Essoupi - Aktiv Dødshjælp (1999) Perdu au fin fond des contrées danoises sur l'île de Bornholm, Essoupi est l'un de ces one-man band condamnés à l'anonymat, composant ses morceaux entre plusieurs crises d'angoisses. Ayant déjà œuvré au sein de groupes embryonnaires d'inspirations True Black Metal dans tout ce qu'ils peuvent présenter en termes de références éculées à Tolkien et Varg Vikernes, Hugin accompagné seulement par Stryknin chargé de la programmation, décide d'engendrer la seule demo cassette qu'il put enregistrer s'intitulant: Aktiv Dødshjælp.
L'artwork aux couleurs glauques et jaunâtres transfigure le mal-être pathologique dans lequel semble avoir été enregistré la demo. Hugin est recroquevillé comme un animal souffreteux dans un endroit clos semblable à une cave, lieu propice à la réalisation d'une œuvre saturée d'émotions négatives.
Aktiv Dødshjælp, traduit du norvégien par euthanasie, semble avoir pour objectif d'exprimer toute la futilité de la vie. Composé d'un seul morceau d'une durée d'une demi-heure intitulé "Perhaps We Are Like the Stars.../Walking at the Boundaries of Life", la demo semble fermement décidée à nous persuader du caractère dispensable de l'existence humaine.
Les compositions sont très influencées par la période ambient de Burzum qui, la même année, sortit son fameux Hliðskjálf. Cette inspiration se manifeste principalement par des mélodies lancinantes au clavier qui s'étalent sur la première moitié du track. L'atmosphère fraiche et cosmique que ces notes répétitives insufflent à cette partie projette l'auditeur en des sphères paisibles et méditatives. Des voix murmurées et saturées dans leurs désincarnations, comparables au spectre vocal de Lord Genocide de Vociferian, nous emmènent sans violence vers la frontière entre la vie et la mort. Le rythme descendant nous fait assister à l'inéluctable décrépitude d'un être euthanasié dont l'état de conscience superficiel ne se rapprochait plus que par des rêves chimériques et creux vers l'ultime voyage aux portes du néant.
La musique s'arrête au bout de 15 minutes sur les bips sonores d'un électroencéphalogramme, signes annonciateurs de la fin de notre état végétatif faussement reposant. Un silence nait, permettant au musicien d'amorcer une nouvelle piste d'écoute.
La suite est magistrale. Telle une rétrospection amère et nostalgique par le moribond sur sa vie passée, une voix atteignant l'intensité d'un Urfaust avant l'heure permet de faire une courte transition sur des crescendos vocaux intenses en émotions dépressives et résignées.
Rapidement, la place est cédée à la dernière partie sur laquelle s'achève la demo.

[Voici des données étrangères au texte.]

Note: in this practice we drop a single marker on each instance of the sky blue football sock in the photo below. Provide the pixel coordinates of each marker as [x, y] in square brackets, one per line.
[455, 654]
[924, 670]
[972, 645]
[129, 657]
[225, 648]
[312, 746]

Entrainante et lumineuse, ses sonorités sont typiquement Folk. La batterie s'éxecute selon le modèle "Poum, Tchak" tout en laissant la voie libre à des nappes scintillantes de claviers aux rythmes ascendants. Alors que la voix de Hugin était jusqu'à présent faible et murmurée, celle-ci s'épanouit désormais librement dans son grésillement saturé, déchainée de ses carcans dépressifs. La gaieté ingénue de l'atmosphère rappelle les sensations fugaces de l'enfance, celles de légèreté et de joie ignorantes de la réalité du monde. Un niveau de conscience supérieure est atteint, voyageant sous d'autres formes d'éternités aux profondeurs du néant.
Aktiv Dødshjælp est une œuvre de Black Ambient formidable. L'auditeur ressort changé de ce voyage méditatif, hymne au renoncement et à la négativité. L'euthanasie est vécue ici comme la fin d'un long coma, l'achèvement de la sensibilité différente d'un monde constitué d'éléments nébuleux et dépourvus de sens. Car peut-être sommes-nous comme les étoiles. Nous marchons jusqu'aux frontières de la vie avant d'être appelés à disparaitre.